The forms language is a key language that consists of ways of thinking, examples, principles and rules for how interweaving and architectural elements (material) are arranged. It can be viewed as a pattern language based on the vocabulary and characteristics of relevant and available interweaving and architectural elements (material). The forms language provides a repertoire that can be used to interpret, represent, evaluate, design, combine, and build parts of the world.
In organisations we find forms such as feedback loops, life cycles, production logic, common product platforms, organisational arrangements, PDCA loops, routines, work spaces, etc. etc. These forms can be identified and described in a forms language and its catalogues. See examples of forms at the end of the article.

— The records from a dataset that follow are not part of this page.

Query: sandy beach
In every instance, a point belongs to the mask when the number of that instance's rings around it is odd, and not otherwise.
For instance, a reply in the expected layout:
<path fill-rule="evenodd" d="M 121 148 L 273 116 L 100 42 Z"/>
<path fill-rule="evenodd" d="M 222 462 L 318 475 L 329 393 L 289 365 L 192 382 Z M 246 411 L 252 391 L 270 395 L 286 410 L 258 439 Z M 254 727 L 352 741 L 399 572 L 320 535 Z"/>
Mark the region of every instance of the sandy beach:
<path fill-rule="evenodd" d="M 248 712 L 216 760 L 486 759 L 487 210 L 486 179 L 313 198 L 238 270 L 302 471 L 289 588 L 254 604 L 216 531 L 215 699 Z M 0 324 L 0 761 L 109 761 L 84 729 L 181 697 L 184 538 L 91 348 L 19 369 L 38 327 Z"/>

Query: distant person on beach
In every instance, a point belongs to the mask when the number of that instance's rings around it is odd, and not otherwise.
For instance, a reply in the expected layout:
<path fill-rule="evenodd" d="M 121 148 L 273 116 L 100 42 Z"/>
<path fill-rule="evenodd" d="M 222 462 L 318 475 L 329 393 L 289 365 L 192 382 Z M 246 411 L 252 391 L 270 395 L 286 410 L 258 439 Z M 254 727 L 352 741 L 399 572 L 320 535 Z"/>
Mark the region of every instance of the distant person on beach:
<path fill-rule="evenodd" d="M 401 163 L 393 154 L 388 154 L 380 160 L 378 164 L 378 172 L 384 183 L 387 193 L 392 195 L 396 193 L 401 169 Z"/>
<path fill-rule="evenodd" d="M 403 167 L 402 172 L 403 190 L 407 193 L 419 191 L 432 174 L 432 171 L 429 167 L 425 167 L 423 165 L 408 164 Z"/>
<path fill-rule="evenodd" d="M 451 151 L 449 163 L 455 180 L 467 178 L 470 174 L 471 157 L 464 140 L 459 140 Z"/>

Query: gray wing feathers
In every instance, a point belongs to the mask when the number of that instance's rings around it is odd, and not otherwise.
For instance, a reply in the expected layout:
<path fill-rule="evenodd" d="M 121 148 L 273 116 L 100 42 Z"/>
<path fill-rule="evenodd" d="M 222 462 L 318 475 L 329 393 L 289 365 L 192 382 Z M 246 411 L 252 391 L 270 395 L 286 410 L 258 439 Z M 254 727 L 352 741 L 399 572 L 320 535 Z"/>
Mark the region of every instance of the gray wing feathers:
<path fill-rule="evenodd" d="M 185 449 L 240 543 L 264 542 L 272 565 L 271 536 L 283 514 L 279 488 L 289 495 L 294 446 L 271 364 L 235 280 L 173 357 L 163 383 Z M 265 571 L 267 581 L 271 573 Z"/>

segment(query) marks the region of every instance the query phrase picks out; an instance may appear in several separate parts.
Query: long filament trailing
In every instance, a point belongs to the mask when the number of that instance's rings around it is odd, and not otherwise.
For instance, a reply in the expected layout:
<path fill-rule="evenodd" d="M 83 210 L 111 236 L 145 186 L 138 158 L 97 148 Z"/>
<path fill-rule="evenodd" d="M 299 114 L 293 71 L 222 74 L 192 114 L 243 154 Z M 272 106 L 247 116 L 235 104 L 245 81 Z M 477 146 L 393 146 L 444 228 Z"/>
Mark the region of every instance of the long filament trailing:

An interweaved or architected artifact, enterprise, or company is largely the result of a deliberate use of a specific forms language chosen by interweavers and architects.
A Forms language can be designed to focus on …
- maximising inhabitants well-being,
- use of space,
- contribution to overall purpose or vision,
- cost-cutting, operational excellence,
- increasing shareholder values, or
- the accommodation of any other set of interests chosen by interested parties, stockholders or architects.
In many cases, a chosen forms language favour accommodation of the interests of either clients, banks and insurances companies, the society, architects or the inhabitants. Here we find significant differences in interests and desired ends. A client, developer, or owner may be motivated by market or brand appeal, costs or revenues, while inhabitants are interested in well-being, meaningful jobs, vocation, professions, rewards, or career opportunities.